MULREADY.   CROSSING THE FORD.

The last of the group, William Powell Frith, was the most copious in giving posterity information about the manners and costumes of his contemporaries, and would be still more authentic if life had not seemed to him so genial and roseate. His pictures represent scenes of the nineteenth century, but they seem like events of the good old times. At that period people were undoubtedly good and innocent and happy. They had no income-tax and no vices and worries, and all went to heaven and felt in good spirits. And so they do in Frith’s pictures, only not so naturally as in Ostade and Beham. For example, he goes on the beach at a fashionable English watering-place during the season, in July or August. The geniality which predominates here is quite extraordinary. Children are splashing in the sea, young ladies flirting, niggers playing the barrel-organ and women singing ballads to its strains; every one is doing his utmost to look well, and the pair of beggars who are there for the sake of contrast have long become resigned to their fate. In his racecourse pictures everything is brought together which on such occasions is representative of London life: all types, from the baronet to the ragman; all beauties, from the lady to the street-walker. A rustic has to lose his money, or a famished acrobat to turn his pockets inside out to assure himself that there is really nothing in them. His picture of the gaming-table in Homburg is almost richer in such examples of dry observation and humorous and spirited episode.

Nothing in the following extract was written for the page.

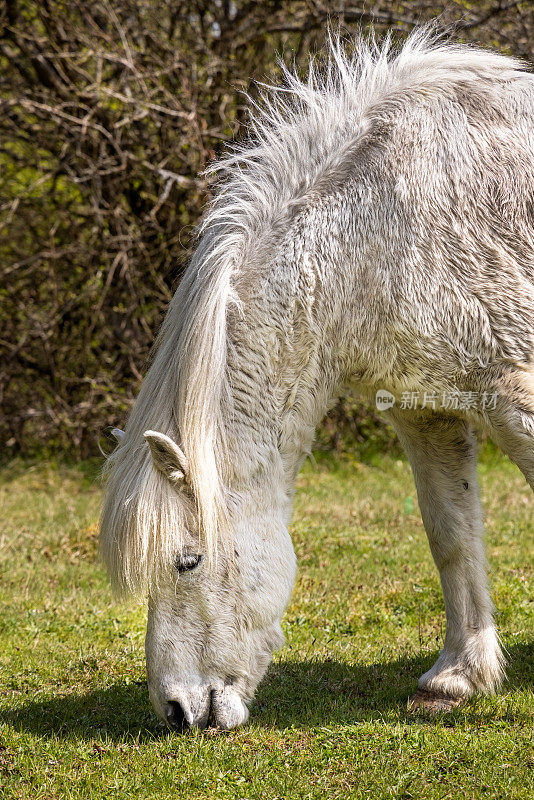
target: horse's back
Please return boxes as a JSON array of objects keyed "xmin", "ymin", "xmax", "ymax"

This may serve to exemplify the failures of these painters of genre. Not light and colour, but anecdote, comedy, and genial tale-telling are the basis of their labours. And yet, notwithstanding this attempt to express literary ideas through the mediums of a totally different art, their work is significant. While continental artists avoided nothing so much as that which might seem to approach nature, the English, revolting from the thraldom of theory, gathered subjects for their pictures from actual life. These men, indeed, pointed out the way to painters from every country; and they, once on the right road, were bound ultimately to arrive at the point from which they no longer looked on life through the glasses of the anecdotist, but saw it with the eye of the true artist.

CHAPTER XVIII

THE MILITARY PICTURE

While English painting from the days of Hogarth and Wilkie embraced rustic and middle-class life, the victory of modernity on the Continent could only be accomplished slowly and by degrees. The question of costume played an important part in it. “Artists love antiquated costume because, as they say, it gives them greater sweep and freedom. But I should like to suggest that in historical representations of their own age an eye should be kept on propriety of delineation rather than on freedom and sweep. Otherwise one might just as well allow an historian to talk to us about phalanxes, battlements, triarii, and argyraspids in place of battalions, squadrons, grenadiers, and cuirassiers. The painters of the great events of the day ought, especially, to be more true to fact. In battle-pieces, for example, they ought not to have cavalry shooting and sabreing about them in leather collars, in round and plumed hats, and the vast jack-boots which exist no longer. The old masters drew, engraved, and painted in this way because people really dressed in such a manner at the time. It is said that our costume is not picturesque, and therefore why should we choose it? But posterity will be curious to know how we clothed ourselves, and will wish to have no gap from the eighteenth century to its own time.”